Höhere Auflösungen mehr Farben: Großbildschirme und hohe Auflösungen in Farbe

Wenn Sie sich auf der Atari-Messe umgesehen haben, entging Ihnen ein Trend sicher nicht: Nahezu jeder zweite Stand war mit einem 19-ZoIl-Monitor bestückt. Kein Wunder, denn die Vorteile, die sich durch die größere Bildschirmfläche ergeben, sind beachtlich — und das nicht nur beim Desktop Publishing. Es gibt fast keine Anwendung, die nicht davon profitieren würde. Und das Wörtchen »würde« wählten wir mit Bedacht, denn es gibt leider immer noch zuviel Software, die sich auf eine feste Bildschirmgröße und andere Dinge verläßt. Dabei ist es gar kein großer Aufwand, die Programme so zu schreiben, daß sie sich auf die Bildschirmauflösung einstellen.

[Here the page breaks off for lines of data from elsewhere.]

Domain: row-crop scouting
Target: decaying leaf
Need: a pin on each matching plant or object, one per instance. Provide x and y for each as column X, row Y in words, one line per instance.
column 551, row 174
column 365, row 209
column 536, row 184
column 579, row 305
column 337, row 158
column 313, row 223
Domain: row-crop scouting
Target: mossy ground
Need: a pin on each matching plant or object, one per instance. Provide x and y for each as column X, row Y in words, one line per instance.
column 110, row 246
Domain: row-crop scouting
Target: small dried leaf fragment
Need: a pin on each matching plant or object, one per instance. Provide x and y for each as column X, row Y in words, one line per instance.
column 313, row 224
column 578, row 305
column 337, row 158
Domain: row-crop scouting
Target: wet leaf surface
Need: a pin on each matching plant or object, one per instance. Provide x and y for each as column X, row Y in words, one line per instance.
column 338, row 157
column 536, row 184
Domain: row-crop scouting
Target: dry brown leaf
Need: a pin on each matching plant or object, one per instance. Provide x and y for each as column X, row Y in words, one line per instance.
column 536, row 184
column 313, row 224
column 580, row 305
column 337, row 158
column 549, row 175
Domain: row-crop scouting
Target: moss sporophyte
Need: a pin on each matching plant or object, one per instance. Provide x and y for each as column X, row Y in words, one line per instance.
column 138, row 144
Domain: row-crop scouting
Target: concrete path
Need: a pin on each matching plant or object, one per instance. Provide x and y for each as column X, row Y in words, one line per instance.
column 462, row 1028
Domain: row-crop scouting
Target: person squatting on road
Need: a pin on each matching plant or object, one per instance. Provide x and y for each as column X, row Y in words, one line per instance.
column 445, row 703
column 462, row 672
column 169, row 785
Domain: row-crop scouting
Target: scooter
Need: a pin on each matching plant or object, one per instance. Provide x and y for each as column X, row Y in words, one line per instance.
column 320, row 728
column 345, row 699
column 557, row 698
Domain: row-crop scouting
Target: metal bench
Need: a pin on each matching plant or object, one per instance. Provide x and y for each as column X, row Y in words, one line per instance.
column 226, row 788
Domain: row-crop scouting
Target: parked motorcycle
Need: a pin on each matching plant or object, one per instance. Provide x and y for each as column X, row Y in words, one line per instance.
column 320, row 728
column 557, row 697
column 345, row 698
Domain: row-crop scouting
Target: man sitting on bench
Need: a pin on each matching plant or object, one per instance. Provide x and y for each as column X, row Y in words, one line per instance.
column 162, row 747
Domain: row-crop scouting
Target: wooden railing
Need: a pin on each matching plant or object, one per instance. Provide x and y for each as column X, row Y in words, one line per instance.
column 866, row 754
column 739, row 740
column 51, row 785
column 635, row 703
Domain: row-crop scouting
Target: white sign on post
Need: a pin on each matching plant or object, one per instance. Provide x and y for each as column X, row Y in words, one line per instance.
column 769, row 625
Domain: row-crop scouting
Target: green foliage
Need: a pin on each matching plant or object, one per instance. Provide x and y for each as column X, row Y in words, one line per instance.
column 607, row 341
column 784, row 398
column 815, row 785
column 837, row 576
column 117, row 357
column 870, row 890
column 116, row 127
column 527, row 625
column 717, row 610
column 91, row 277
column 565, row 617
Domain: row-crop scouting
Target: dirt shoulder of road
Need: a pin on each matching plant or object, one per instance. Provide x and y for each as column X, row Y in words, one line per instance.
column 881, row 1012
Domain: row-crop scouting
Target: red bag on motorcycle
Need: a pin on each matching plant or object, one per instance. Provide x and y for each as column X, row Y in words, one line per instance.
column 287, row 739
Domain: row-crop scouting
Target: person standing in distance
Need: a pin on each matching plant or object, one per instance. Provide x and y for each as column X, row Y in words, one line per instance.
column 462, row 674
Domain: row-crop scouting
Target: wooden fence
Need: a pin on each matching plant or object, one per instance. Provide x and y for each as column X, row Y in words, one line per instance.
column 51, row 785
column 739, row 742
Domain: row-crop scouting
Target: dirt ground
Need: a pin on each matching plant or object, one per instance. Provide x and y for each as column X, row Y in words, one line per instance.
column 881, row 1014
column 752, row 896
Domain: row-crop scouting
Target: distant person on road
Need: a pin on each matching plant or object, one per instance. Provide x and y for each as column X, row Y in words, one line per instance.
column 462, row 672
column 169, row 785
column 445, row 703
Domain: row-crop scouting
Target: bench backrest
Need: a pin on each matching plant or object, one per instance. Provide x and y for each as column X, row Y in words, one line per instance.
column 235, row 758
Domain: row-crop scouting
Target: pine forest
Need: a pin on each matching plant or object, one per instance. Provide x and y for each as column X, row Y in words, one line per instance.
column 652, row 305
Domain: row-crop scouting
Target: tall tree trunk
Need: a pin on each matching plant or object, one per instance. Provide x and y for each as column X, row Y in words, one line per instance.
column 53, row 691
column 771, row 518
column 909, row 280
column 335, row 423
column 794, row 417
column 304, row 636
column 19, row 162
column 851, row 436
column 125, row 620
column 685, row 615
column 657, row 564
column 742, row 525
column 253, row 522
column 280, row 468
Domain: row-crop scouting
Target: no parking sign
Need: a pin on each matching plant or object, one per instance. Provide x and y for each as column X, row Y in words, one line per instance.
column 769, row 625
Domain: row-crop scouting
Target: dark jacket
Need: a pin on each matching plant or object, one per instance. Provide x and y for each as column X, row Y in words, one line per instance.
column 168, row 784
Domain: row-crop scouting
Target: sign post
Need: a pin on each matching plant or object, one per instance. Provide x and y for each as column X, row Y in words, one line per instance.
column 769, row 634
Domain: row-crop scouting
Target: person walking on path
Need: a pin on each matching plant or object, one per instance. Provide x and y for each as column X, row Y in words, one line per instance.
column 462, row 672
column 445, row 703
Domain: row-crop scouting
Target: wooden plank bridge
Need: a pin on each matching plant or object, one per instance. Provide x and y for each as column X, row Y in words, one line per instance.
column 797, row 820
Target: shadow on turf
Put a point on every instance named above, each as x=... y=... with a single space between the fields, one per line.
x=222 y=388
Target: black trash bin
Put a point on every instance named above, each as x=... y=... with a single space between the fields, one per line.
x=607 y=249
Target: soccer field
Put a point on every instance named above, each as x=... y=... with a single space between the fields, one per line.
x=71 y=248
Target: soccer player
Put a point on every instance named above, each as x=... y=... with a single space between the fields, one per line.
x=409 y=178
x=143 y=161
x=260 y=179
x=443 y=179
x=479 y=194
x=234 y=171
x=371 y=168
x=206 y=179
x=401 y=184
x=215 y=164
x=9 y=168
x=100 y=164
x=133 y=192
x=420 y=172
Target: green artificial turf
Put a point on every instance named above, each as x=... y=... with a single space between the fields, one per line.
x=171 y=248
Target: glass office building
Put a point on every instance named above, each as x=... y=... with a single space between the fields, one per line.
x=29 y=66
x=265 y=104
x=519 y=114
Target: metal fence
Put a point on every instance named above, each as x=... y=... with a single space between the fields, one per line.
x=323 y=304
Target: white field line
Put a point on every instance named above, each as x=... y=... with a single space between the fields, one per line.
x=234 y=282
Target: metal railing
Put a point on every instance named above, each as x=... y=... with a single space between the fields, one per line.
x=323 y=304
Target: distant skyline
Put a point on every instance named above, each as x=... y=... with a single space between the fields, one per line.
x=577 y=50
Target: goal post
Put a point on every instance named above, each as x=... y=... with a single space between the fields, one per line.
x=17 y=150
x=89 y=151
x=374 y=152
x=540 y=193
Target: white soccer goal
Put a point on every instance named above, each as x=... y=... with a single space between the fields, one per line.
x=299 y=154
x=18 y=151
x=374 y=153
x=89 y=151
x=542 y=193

Beginnen wir mit den reinen TOS-Anwendungen, denn bei dieser Art Software ist nicht viel zu beachten. Leider gab es lange Zeit keine Dokumentation darüber, wie man die Anzahl der Bildschirmzeilen und -spalten erfragt. Wie einfach wäre es doch gewesen, hätte Atari zu diesem Zweck eine XBIOS-Funk-tion eingerichtet. Glücklicherweise sind seit Anfang dieses Jahres zwei Systemvariablen offiziell dokumentiert. Wenn man die Line-A-Init-Funktion aufruft, bekommt man im Register AO einen Zeiger auf den Line-A-Variablenblock zurück. Während die Line-A-Variablen mit positivem Offset als reine Eingabeparameter für die Line-A-Funktionen gedacht sind, dienen die Variablen mit negativem Offset ausschließlich als Status-und Informationsvariablen.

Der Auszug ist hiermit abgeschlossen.